The Last Post
I would like to thank everyone for reading and commenting on this blog.
I had the good fortune to spend almost 23 years of my life with a wonderful woman. I hope I have succeeded in conveying in this blog just how special she was
When we were given the news that she had lung cancer, we scoured the internet for information on treatment options and her likely life expectancy. It was terribly dispiriting to find that the doctor’s pessimistic forecast that her time was to be counted in weeks or a few short months was correct. We took strength, however, from the thought that these statistics were reporting the ‘average’ life expectancy. We determined that she would not be ‘average’ – that she, instead, would be the exception. We searched Cancer support forums online and read the ‘diaries’ of those few others in similar situations who had beaten the odds. That gave us strength and encouragement to fight on even in the darkest moments. if some people could do it, we thought – then we could too. And we did. We had nearly 3 years together after the cancer was diagnosed – instead of the 4-6 month the doctors and the statistics suggested was the best we could hope for.

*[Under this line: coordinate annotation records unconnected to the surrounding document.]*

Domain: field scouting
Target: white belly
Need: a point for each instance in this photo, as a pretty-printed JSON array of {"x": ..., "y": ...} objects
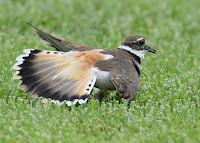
[{"x": 103, "y": 79}]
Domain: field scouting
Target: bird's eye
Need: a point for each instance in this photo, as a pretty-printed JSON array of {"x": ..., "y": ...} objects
[{"x": 141, "y": 42}]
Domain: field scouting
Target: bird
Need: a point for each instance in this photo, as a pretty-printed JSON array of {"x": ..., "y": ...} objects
[{"x": 69, "y": 73}]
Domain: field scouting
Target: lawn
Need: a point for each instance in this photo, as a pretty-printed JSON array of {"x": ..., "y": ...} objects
[{"x": 167, "y": 108}]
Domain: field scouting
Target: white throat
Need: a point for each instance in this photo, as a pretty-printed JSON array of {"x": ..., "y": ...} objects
[{"x": 139, "y": 53}]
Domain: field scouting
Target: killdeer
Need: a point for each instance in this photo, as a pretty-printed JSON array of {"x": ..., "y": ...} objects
[{"x": 69, "y": 73}]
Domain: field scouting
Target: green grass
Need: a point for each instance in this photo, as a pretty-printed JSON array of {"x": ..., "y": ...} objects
[{"x": 167, "y": 108}]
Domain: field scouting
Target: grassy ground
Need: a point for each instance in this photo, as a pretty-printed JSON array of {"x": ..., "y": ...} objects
[{"x": 167, "y": 108}]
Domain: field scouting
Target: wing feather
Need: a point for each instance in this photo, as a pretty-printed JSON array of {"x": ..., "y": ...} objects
[{"x": 57, "y": 75}]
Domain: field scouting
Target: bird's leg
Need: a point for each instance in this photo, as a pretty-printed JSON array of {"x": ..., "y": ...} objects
[{"x": 99, "y": 95}]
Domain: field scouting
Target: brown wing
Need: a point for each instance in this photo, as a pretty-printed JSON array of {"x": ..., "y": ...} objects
[{"x": 59, "y": 44}]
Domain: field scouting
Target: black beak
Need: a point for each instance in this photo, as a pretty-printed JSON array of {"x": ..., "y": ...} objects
[{"x": 152, "y": 50}]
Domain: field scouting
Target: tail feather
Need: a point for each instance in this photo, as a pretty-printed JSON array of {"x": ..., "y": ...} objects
[{"x": 53, "y": 75}]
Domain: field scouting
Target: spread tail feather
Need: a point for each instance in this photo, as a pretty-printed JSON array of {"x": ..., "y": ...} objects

Just as we gained strength and hope from other cancer victims and their carers who posted their stories online so too do I hope that others may read this blog and take some strength and encouragement from it. The end may be inevitable but you can postpone it for a while, making the most of your remaining time together
Though this is the last post in this blog, it will remain ‘live’ for people wishing to read and post comments
Although Anita has left me, I still have my memories of her – and in the unlikely event that I should ever forget what she looked like, I have photographs to remind me. And thanks to modern technology, I can listen to her voice whenever the mood takes me.
In the days following her death, I would ofttimes dial her cell phone and listen to her voicemail message – while it made me cry, being able to hear her voice made me feel less alone – less as if I had lost her forever. Fearful that there may come a time when her voicemail message would no longer be available, I had No 2 son ‘capture’ her message and convert it to an MP3 file for me.
You have seen photographs of Anita. Now hear her voice bring this blog to a close

I think this blog will be a comfort and an inspiration for many years to come, not just for yourself, but many others you may never even know about. You will touch many lives.
I agree with Jill, this is such a powerful blog. I believe it has helped me in some way as well.
As for her voice, that’s great. The photo is one I like the best of all I’ve seen… love her accent. I am so glad you were able to save that, 20 years ago we really didn’t have that technology, or the thought to do something like that!
Thanks. And, since I’m on a caregivers’ theme right now I might reference it and add a link if you don’t mind?
Feel free to do so, Laura. I would be honoured if you did
Well done mate.
I know how hard it was for you to write these final chapters.
Hells teeth! I’m sniffing and my eyes are watering. It must be this curry that I’m eating…. it can’t be anything else, can it?
This blog has already been of great value to many and will continue to be so in the future; written with care, courage, blunt honesty and touching humour. Well done Duncan.
I have this awful knack of putting my foot in it and saying the wrong thing at the wrong time, so I’m just going to “HUG” my friend Duncs, and say thank-you to both you and Anita – it was a wonderful, beautiful, humorous, very sad and touching journey that I took with both of you! xxxxx
Love you, Jules – you, Nobbly, and Nosey each lent me strength when I needed it most
Dunc xx
Duncan – I had no idea.
Have been away for a long time – otherwise engaged, too busy to look at my blog let alone anyone else’s – that reading your beautiful entries about Mrs D have come as a huge shock. I am so sorry for you, for her, for everyone that loves you both, and I am sorry that I didn’t visit before.
What a wonderful, heartfelt memorial to a very special woman. You have done her proud.